Image quality degradation as a hotlink prevention measure and deterrent
Hotlink protection is the practice of serving different images based on the HTTP Referer (sic) header. In other words, serving one image when the image is requested from a page on your own website and then serve a different image when it’s served from a page on another website. When websites include images from other websites without permissions, this is known as “hotlinking”.
Early-web hotlink protection measures were crude and not very sexy when seen with a modern eye. Yet its deployed by many websites because bandwidth still isn’t free and people who don’t know any better or just doesn’t care about free-loading the bandwidth of other websites continue to hotlink images.
The old way
The traditional hotlinking protection method consist of looking at the HTTP Referer (sic) request header for images and return a completely different image when the request originated from an unexpected domain. The returned image is often a sarcastic remark or verbal attack of the website that hotlinked the image. Google Image Search has some varied specimens.
This method is deployed on tens of thousands of domains and have been recommended and echoed on blog after blog over the last decade and a half.
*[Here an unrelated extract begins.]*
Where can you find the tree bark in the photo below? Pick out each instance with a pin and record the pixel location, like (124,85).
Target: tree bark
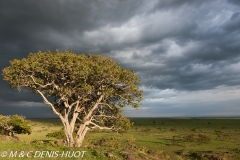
(80,135)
This solves the immediate problem of having other websites and especially blogs and forums from hotlinking images. It’s rather effective as publisher quickly realizes that the image they thought they were including didn’t turn out to be what they expected.
It does, however, also negatively reflect on your own website as you’re making an issue out of something that — to the average person on the web — is none of their concern, wasn’t ever a problem for them, and then you came along and made it a problem.
Another problem is that the web has changed a lot since this hotlinking technique was initially deployed. Bandwidth has become much cheaper and there are hundreds of social link collectives, news sites, and other networks; plus hundreds of hosted and self-hosted syndication feed readers, web mail clients, and machine-translation services.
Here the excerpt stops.